Tallmadge the following year, and then to the Telegram Printing company, Frank Zufelt, editor. In 1920 this company sold
out to a socialist organization, and the Telegram became its organ under the able editorship of George C. Hille, but after
running a few months the newspaper was sold to the Press Publishing company, and was for a time hyphenated with the
Sheboygan Press, but later its name was omitted from the title, and the Telegram remains but a memory.
The weekly Sheboygan Journal, later daily, was started the same year as was the daily Sheboygan Telegram - 1887, and the
many kaleidoscopic changes of ownership it experienced during its long storm-and-stress career are unmatched in Sheboygan
journalism, as the following sequential record will reveal. It was launched the year last above named by Bolens & Lynch.

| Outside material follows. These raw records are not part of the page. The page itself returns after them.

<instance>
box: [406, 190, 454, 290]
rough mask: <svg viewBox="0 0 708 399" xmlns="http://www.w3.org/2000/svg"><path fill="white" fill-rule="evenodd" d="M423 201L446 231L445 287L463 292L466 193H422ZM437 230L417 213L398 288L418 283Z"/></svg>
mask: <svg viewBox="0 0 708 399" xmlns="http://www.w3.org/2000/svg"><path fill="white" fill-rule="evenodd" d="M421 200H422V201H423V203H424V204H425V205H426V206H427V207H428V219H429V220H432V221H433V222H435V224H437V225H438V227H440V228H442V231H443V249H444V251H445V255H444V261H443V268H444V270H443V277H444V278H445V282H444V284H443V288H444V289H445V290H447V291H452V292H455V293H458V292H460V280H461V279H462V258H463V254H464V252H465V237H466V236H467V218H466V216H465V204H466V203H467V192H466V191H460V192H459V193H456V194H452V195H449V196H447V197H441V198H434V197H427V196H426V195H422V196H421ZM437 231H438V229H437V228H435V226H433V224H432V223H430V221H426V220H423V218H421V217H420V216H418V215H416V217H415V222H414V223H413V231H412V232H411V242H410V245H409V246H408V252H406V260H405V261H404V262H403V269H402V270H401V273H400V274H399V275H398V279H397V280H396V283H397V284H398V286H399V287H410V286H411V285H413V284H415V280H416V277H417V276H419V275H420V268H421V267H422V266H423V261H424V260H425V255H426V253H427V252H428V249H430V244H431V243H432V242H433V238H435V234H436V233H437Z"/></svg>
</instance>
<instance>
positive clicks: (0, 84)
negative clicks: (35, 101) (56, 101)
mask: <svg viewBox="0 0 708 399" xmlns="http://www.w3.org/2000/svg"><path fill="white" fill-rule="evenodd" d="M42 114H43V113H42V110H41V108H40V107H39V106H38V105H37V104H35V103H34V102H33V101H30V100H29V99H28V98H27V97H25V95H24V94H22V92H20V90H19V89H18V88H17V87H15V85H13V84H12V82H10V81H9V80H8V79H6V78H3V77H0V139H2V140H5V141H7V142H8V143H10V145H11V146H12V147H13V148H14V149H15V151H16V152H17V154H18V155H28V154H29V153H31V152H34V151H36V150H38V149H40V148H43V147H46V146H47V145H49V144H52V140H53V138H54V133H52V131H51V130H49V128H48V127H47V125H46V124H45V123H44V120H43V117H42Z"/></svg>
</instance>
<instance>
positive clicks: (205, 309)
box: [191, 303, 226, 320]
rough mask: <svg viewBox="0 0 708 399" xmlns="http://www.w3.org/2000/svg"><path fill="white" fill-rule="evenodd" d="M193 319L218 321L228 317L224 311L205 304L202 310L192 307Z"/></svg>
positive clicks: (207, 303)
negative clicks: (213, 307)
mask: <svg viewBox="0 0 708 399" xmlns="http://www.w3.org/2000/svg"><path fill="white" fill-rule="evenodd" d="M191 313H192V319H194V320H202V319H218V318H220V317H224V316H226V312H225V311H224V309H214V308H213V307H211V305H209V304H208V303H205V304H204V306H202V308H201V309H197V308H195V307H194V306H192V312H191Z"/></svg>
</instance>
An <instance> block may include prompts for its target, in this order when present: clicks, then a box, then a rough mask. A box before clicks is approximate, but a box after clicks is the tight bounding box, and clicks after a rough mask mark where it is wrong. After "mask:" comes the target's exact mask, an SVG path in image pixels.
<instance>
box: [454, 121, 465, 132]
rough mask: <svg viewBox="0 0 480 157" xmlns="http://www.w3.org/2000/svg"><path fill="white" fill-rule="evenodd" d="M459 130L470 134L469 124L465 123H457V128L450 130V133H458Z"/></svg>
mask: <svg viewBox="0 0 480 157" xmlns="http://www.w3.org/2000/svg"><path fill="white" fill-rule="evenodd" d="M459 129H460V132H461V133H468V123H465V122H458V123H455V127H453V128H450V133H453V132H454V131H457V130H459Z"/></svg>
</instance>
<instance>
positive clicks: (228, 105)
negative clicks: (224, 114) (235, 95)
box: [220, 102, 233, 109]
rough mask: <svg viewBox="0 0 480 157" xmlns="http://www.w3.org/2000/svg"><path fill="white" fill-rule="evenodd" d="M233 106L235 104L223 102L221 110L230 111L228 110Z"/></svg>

In 1888 it was incorporated as the Journal Printing company and T. J. Lynch was editor. In 1890 it was sold to Stokes &
Heyn. In 1895 it was sold to Wilbur M. Root, who the same year sold half interest to L. E. Reed. In 1897 Mr. Root sold
his remaining half interest to Veech & Hotchin and withdrew from the newspaper business, to which he was not very well
adapted lacking previous experience. In 1909 Mesdames L. E. Reed and S. W. Reed bought the half interest of E. R. Veech,
and the Sheboygan Journal was re-incorporated by the Reeds, who thus became sole owners of the stock. Later they sold out
to the Sheboygan Press Publishing company, and the Sheboygan Journal id now also only a memory.
The Independent, a daily publication conducted under a "clubbing" arrangement in connection with the Milwaukee Evening
Wisconsin, was for several months in 1890 issued here.
The Sheboygan Amerika, German-language daily, was established in 1905 and is published by the Sheboygan Publishing
company, which also publishes the semi-weekly German-language Sheboygan Zeitung.
The Volksblatt, German-language weekly Labor organ, was published here for ten years from 1895 by the Volksblatt
Publishing company, when it, too, joined the wreckage strewn along Sheboygan's journalistic seacoast, and leaving the
entire coast clear for two German-language publications and for the daily Sheboygan Press, now Sheboygan's only and real
The Sheboygan Press was started in 1906 by A. H. Friese, who later sold it to Charles Weisse of Sheboygan Falls, and Mr.
Weisse soon thereafter caused the Press Publishing company to be incorporated which organization has, under the efficient
management and editorship of Mr. C. E. Broughton, lifted the standard of the Sheboygan Press well up into the metropolitan
class, and if the skippers of the journalistic craft of Sheboygan's past could be served by the Press, they might behold
it in the realization of ambition such as they themselves failed to experience.
The earlier newspapers were really so-called by courtesy only, for they printed very little news, even of a local
character, for their publishers, who usually also acted as editors, were kept pretty busy collecting enough cash to pay
their help and print paper and "patent insides" bills and other overhead expenses, and to support their usually large
families respectably. They has no news service like the modern Associated Press and the United Press and syndicate
service available, and even if available, the cost would have been prohibitive to most early-day small-town publishers of
so-called newspapers. However, most of them admirably served their purpose of putting the towns on the map, attracting
newcomers, and by more or less eloquent presentation of the business and professional openings offered persuading them to
become permanent residents. All honor to our journalistic pioneers.